Pas eu le temps, deux types m’ont écarté de lui pile à ce moment-là, et j’ai hurlé de ne pouvoir assouvir ça. Le plus proche de moi a reçu le coup, dans le tibia, il s’est plié, l’autre m’a agrippé et m’a plaqué à terre, le moignon a dérapé et ma gueule s’est écrasée contre la moquette. Un coup de poing dans la nuque l’a écrasée un peu plus. On m’a empoigné par les cheveux et on m’a forcé à me relever.

Quelqu’un a parlé de police.

Dans un coin, j’ai vu Linnel se verser un verre.

Delarge, encore à terre, a hurlé un ordre.

Celui de me foutre dehors.

Les deux types, ceux qui gardaient l’entrée, m’ont pris chacun un bras, tordu dans le dos, et m’ont traîné jusque dans la rue du Renard. L’un des deux, dans un dernier soubresaut, m’a tiré par les cheveux pour faire pivoter ma tête.

J’ai vu une grande bande de nuit avant de recevoir le tranchant de sa main en pleine gueule.

*

Il a fallu attendre longtemps, je ne sais plus, vingt bonnes minutes, pour qu’un taxi héroïque s’arrête devant cette loque en cravate, assise, la tête dans les étoiles, en attendant que son nez veuille bien se tarir. Avant d’ouvrir la portière, il m’a tendu une boîte de Kleenex.

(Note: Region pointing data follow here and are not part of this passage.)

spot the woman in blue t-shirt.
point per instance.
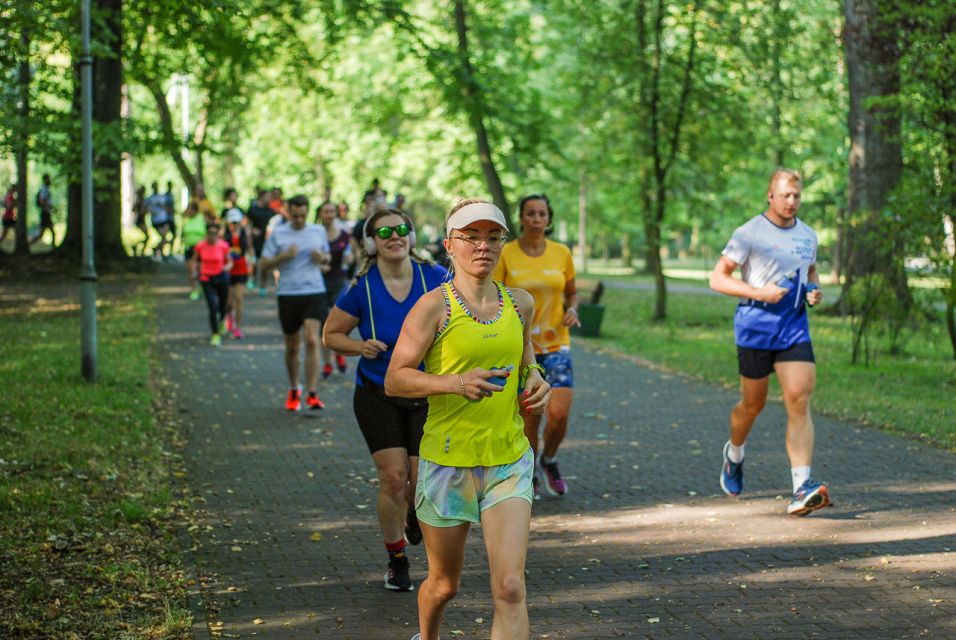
(388, 285)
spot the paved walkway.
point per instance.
(643, 546)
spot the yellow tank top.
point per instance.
(464, 433)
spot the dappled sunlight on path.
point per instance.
(643, 545)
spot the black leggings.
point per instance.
(216, 290)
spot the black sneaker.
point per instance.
(397, 578)
(413, 532)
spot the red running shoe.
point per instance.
(294, 401)
(313, 402)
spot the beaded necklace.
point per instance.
(464, 307)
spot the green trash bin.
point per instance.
(590, 316)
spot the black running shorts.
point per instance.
(758, 363)
(388, 422)
(294, 310)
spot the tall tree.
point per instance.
(876, 157)
(23, 144)
(474, 105)
(662, 137)
(107, 100)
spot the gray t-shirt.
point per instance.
(766, 252)
(299, 276)
(783, 255)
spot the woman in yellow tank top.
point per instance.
(475, 462)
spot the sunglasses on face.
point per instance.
(384, 233)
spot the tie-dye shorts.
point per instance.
(450, 496)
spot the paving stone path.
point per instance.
(643, 546)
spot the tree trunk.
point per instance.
(876, 158)
(170, 142)
(951, 306)
(660, 285)
(662, 151)
(475, 108)
(781, 34)
(839, 247)
(199, 142)
(583, 218)
(107, 106)
(22, 245)
(72, 241)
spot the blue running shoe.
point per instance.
(809, 497)
(731, 475)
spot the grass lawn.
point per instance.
(912, 393)
(87, 548)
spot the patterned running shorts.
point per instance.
(450, 496)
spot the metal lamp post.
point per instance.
(87, 272)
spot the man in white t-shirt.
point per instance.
(776, 253)
(299, 250)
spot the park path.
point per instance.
(643, 546)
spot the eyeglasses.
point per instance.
(384, 233)
(493, 242)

— On va dans une pharmacie ?

— Pas la peine.

— Où, alors ?

J’ai déjà réfléchi à ça pendant que je dessaoulais, allongé sur les grilles d’aération de la station Rambuteau. Dans mon étui de carte orange j’ai retrouvé l’adresse du seul type de ma connaissance qui sache vraiment faire les pansements. Mon nez me fait mal, et je ne le laisserai qu’entre les mains d’un médecin. À cette heure-ci, j’espère qu’il n’est pas marié.

— Rue de la Fontaine-au-Roi.

— C’est parti.

Je jette la petite boule rouge et gluante qui ne retient plus rien et arrache une nouvelle poignée de mouchoirs.

— Je fais attention aux sièges, dis-je.

— Oh je suis pas inquiet, ç’aurait été de la gerbe je vous aurais pas chargé. Le vomi, je supporte pas.

Durant tout le trajet il n’a pas cherché à savoir pourquoi mon nez pissait et m’a laissé au seuil du 32. J’ai apprécié la qualité de son silence.

Briançon 4e gauche. La cage d’escalier sent la pisse et la minuterie ne marche pas. Derrière sa porte j’entends une faible musique, du hautbois, peut-être. Je sonne. — Antoine… ?

Mon plastron rougeâtre m’évite de parler, j’entre.

— Mais qu’est-ce que… ! Asseyez-vous.